We have now returned from my family’s reunion, which was held in Atlanta this year. I must say, I was very surprised with how “black” Atlanta is. I knew a lot of young, black professionals moved there, but I still didn’t expect to see so many in one city. It was a nice change. Seeing successful black folks has always warmed my soul.

 

While we were in Atlanta, we visited the King Center. Talk about a powerful experience. Seeing the grave site, clothes and mementos that he owned just made it more real. It’s one thing to read about Dr. King; it’s quite another to see just how “real” he was. I recommend that visiting the memorial site should be on the agenda for anyone going to Atlanta. Hearing his voice in Ebenezer Baptist is very heart-stirring. Unfortunately, we didn’t get to tour all of the Non-violence display. What we saw, however, was enough to get our blood boiling.

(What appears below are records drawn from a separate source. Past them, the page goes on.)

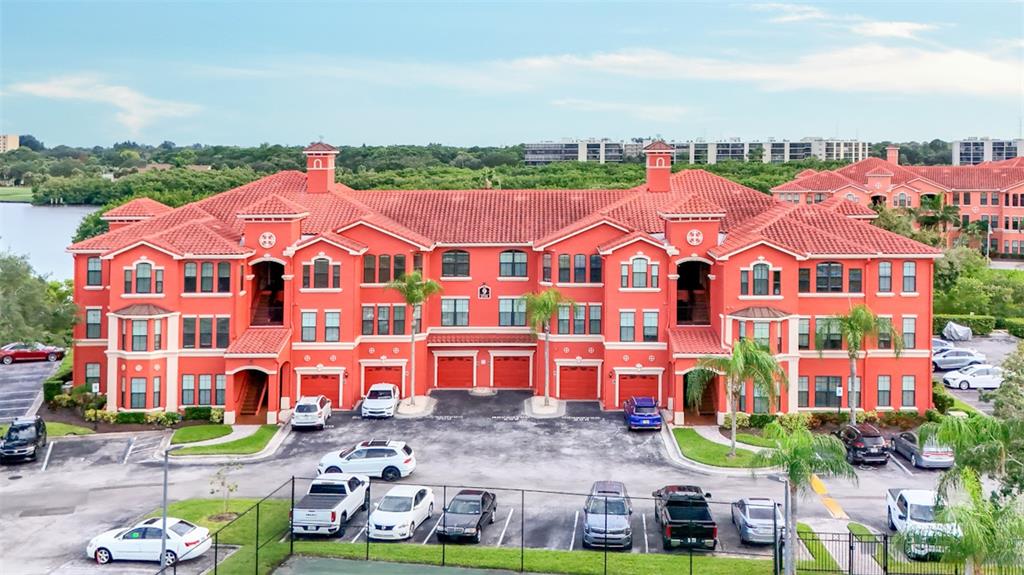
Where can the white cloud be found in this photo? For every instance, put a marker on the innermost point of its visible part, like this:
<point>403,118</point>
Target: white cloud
<point>134,109</point>
<point>663,113</point>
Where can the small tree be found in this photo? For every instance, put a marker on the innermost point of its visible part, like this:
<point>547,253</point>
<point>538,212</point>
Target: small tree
<point>540,308</point>
<point>801,455</point>
<point>749,361</point>
<point>414,291</point>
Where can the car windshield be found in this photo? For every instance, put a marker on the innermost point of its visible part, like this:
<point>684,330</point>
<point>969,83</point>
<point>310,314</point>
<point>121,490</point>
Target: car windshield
<point>923,514</point>
<point>395,504</point>
<point>615,505</point>
<point>20,433</point>
<point>465,506</point>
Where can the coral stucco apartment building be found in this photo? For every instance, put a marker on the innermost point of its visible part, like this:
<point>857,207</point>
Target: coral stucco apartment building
<point>257,296</point>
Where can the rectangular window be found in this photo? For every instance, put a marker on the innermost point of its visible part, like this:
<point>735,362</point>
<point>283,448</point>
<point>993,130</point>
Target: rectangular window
<point>885,391</point>
<point>223,332</point>
<point>137,393</point>
<point>206,333</point>
<point>650,325</point>
<point>205,387</point>
<point>188,333</point>
<point>187,390</point>
<point>595,320</point>
<point>856,281</point>
<point>189,283</point>
<point>398,320</point>
<point>220,389</point>
<point>909,392</point>
<point>223,277</point>
<point>563,268</point>
<point>383,320</point>
<point>332,325</point>
<point>596,274</point>
<point>909,276</point>
<point>92,323</point>
<point>909,333</point>
<point>206,277</point>
<point>455,311</point>
<point>368,320</point>
<point>139,335</point>
<point>885,277</point>
<point>627,325</point>
<point>94,272</point>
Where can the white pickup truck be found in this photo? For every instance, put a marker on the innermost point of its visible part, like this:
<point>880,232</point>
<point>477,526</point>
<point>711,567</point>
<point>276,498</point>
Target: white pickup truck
<point>331,500</point>
<point>912,512</point>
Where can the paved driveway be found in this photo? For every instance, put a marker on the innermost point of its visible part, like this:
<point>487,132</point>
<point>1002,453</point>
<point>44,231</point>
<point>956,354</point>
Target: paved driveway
<point>19,384</point>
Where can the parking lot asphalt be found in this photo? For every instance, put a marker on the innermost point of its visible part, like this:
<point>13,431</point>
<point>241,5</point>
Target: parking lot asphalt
<point>19,385</point>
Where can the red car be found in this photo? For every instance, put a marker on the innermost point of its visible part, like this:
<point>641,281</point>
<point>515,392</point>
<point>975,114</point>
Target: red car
<point>30,352</point>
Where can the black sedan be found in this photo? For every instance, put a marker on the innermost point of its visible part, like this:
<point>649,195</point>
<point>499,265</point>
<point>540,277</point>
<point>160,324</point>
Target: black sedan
<point>466,515</point>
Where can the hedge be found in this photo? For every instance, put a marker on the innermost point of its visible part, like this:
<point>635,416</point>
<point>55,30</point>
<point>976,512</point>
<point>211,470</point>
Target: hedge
<point>980,324</point>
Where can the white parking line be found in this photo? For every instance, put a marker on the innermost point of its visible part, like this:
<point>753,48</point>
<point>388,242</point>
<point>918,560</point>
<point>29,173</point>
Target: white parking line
<point>576,520</point>
<point>434,528</point>
<point>46,460</point>
<point>506,528</point>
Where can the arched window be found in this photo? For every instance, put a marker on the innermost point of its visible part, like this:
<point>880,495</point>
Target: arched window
<point>455,263</point>
<point>512,263</point>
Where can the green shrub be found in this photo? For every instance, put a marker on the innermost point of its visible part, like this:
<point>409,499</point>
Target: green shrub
<point>198,413</point>
<point>131,417</point>
<point>980,324</point>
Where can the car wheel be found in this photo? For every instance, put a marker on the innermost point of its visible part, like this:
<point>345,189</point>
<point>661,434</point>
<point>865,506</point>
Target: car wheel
<point>102,556</point>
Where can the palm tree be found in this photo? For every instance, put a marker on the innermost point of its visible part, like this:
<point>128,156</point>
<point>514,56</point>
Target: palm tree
<point>853,327</point>
<point>540,307</point>
<point>749,361</point>
<point>414,291</point>
<point>801,454</point>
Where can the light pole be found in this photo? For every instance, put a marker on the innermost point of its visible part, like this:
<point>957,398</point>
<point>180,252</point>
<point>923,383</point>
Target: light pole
<point>163,525</point>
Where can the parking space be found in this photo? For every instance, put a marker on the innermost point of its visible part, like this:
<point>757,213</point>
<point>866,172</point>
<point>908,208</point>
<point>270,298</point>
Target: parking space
<point>20,384</point>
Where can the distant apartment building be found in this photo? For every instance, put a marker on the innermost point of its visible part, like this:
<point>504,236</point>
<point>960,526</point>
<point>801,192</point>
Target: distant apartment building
<point>8,142</point>
<point>698,151</point>
<point>975,150</point>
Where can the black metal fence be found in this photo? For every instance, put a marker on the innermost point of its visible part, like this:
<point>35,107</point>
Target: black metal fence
<point>534,529</point>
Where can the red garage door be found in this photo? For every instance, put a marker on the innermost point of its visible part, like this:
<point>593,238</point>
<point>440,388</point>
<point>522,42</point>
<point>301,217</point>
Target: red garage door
<point>388,374</point>
<point>322,385</point>
<point>511,371</point>
<point>578,383</point>
<point>455,371</point>
<point>630,386</point>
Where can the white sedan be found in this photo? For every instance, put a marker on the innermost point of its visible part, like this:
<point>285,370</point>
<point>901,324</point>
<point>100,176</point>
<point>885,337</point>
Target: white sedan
<point>981,377</point>
<point>401,512</point>
<point>142,542</point>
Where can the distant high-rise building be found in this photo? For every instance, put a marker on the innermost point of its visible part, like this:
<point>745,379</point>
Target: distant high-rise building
<point>8,142</point>
<point>976,150</point>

That display made me appreciate the sacrifices that were made for me to be where I am today. It also made me resolve to get off my tail and strive for the goals I’ve set for myself.

 

Our guide told us that Auburn Avenue (Sweet Auburn), where the church and memorial are located, was once the epicenter for affluent blacks. Now, the wealthy blacks have moved to the suburbs. I think this is very important in that the black community’s wealth is no longer centralized. This seems to have happened in most of the major cities. I’m not sure what we can do to regain the closeness and vitality of our communities. But wouldn’t it be nice if we had a lot of “Sweet Auburn’s” across the nation?